NineHertz worked with the United Kingdom-based third-party logistics firm that manage end-to-end supply chain operations. The company serves 50+ retail and manufacturing customers worldwide with services such as warehousing, cross-border freight coordination and last-mile delivery.
The company relied on the outdated spreadsheet model and rough forecasting that often failed to meet the grwoing client base and increasing demand cycles. At the same time, inventory and delivery commitments were often missed due to lack of visibility. The company needed to build an AI-powered solution that can analyze data to offer better view of demand and supply.
Lower accuracy in the forecasting and constant firefighting were the biggest challenges for the company. The firm relied on gut-feel forecasting that often failed to predict demand spikes during promotional windows, seasonal events, and supplier availability. At the same time, rising holding cost and increasing inventory was another challenge that significantly impacted the warehouse utlization.
The company also witnessed frequent stockout that led to damaging client relationships. Continuous SLA penalties from retail clients increased the overall operational costs. Moreover, lack of visibility into supply chain made it nearly impossible to identify bottlenecks before they turned into delivery failure.
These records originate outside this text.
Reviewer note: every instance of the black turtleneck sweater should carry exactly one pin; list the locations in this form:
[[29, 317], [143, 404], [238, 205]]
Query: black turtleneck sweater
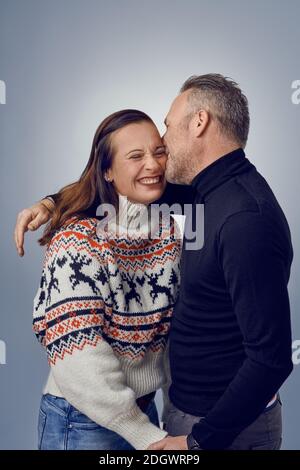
[[230, 339]]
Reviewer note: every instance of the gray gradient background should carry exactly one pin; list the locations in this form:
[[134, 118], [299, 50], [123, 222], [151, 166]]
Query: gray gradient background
[[69, 63]]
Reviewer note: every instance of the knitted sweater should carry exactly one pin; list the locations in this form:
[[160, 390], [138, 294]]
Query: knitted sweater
[[103, 312]]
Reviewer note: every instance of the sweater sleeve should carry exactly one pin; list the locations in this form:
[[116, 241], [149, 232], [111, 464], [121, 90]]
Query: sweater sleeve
[[255, 257], [69, 320]]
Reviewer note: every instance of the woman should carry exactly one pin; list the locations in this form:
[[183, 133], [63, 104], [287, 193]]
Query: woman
[[104, 304]]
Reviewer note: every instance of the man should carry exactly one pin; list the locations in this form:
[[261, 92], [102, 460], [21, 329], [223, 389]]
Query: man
[[230, 340]]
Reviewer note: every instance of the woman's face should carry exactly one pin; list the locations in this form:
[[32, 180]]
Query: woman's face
[[139, 162]]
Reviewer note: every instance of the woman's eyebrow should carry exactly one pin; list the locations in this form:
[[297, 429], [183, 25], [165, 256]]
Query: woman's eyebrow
[[134, 150]]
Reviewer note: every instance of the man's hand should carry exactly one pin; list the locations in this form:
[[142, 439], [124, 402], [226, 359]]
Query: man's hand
[[31, 219], [170, 443]]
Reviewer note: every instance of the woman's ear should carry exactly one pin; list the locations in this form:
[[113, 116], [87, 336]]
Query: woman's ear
[[108, 176]]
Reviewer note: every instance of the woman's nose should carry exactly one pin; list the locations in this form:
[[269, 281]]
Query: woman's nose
[[151, 163]]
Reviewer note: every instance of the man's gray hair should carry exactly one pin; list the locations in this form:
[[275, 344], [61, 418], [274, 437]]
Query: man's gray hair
[[223, 98]]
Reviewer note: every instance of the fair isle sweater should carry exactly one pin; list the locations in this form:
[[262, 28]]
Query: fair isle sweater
[[103, 312]]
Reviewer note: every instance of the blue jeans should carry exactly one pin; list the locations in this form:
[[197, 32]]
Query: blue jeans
[[63, 427]]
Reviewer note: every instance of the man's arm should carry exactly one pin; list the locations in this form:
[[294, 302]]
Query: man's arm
[[255, 257]]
The NineHertz developed a predictive analytics engine, customized for real time business needs that replaces the outdated spreadsheet-driven system.
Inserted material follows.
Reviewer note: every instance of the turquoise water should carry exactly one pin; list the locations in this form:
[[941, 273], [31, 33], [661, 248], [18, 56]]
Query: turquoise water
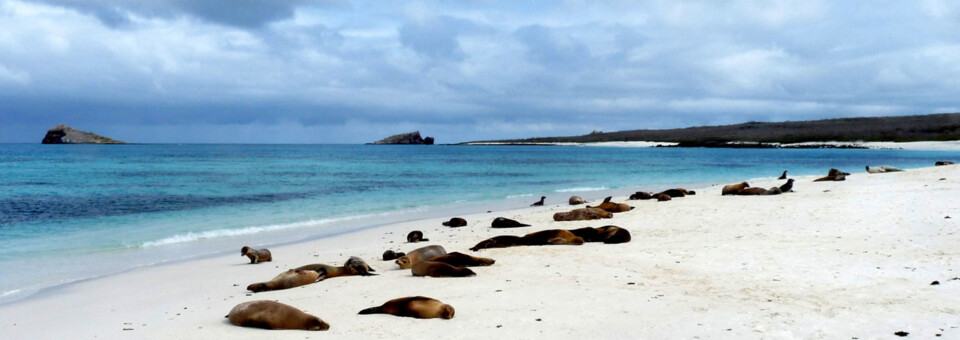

We built and deployed a smart demand forecasting engine that would analyze years of historical order data, promotional calendar, and demand patterns to accurately suggest SKU-level forecasts.
A centralized dashboard was installed that aggregates the data from multiple sources, like clients’ WMS, ERP, and carrier APIs, under one umbrella, offering a more structured and unified view for better decision making.
The new ecosystem generates the replenishment recommendations on the basis of reorder points, warehouse capacity constraints, and supplier lead times. Planning coordinators can review and approve the recommendation.
The NineHertz implemented an automated anomaly detection layer that could monitor the sudden demand shifts, unusual outbound patterns, and supplier delays. It alerts the relevant team members as soon as deviation crosses the configurable threshold.
The deployment of a predictive analytics engine resulted in tangible benefits in inventory, planning and service delivery operations.
Higher forecast accuracy put a solid base in place for staffing and inventory planning. There was a 91% accuracy increase which led to less time on reactive problem solving.
Better visibility into demand patterns allowed the firm to reduce the safety stock buffers, that free up warehouse capacity and improves margins.
Proactive replenishment recommendations and early warning alerts eliminate the stockout events, reducing SLA penalties and escalating client satisfaction.
The improved on-time delivery rates strengthened the firm’s position among key retail accounts. The firm also resolved two active service escalations within the first operating quarter.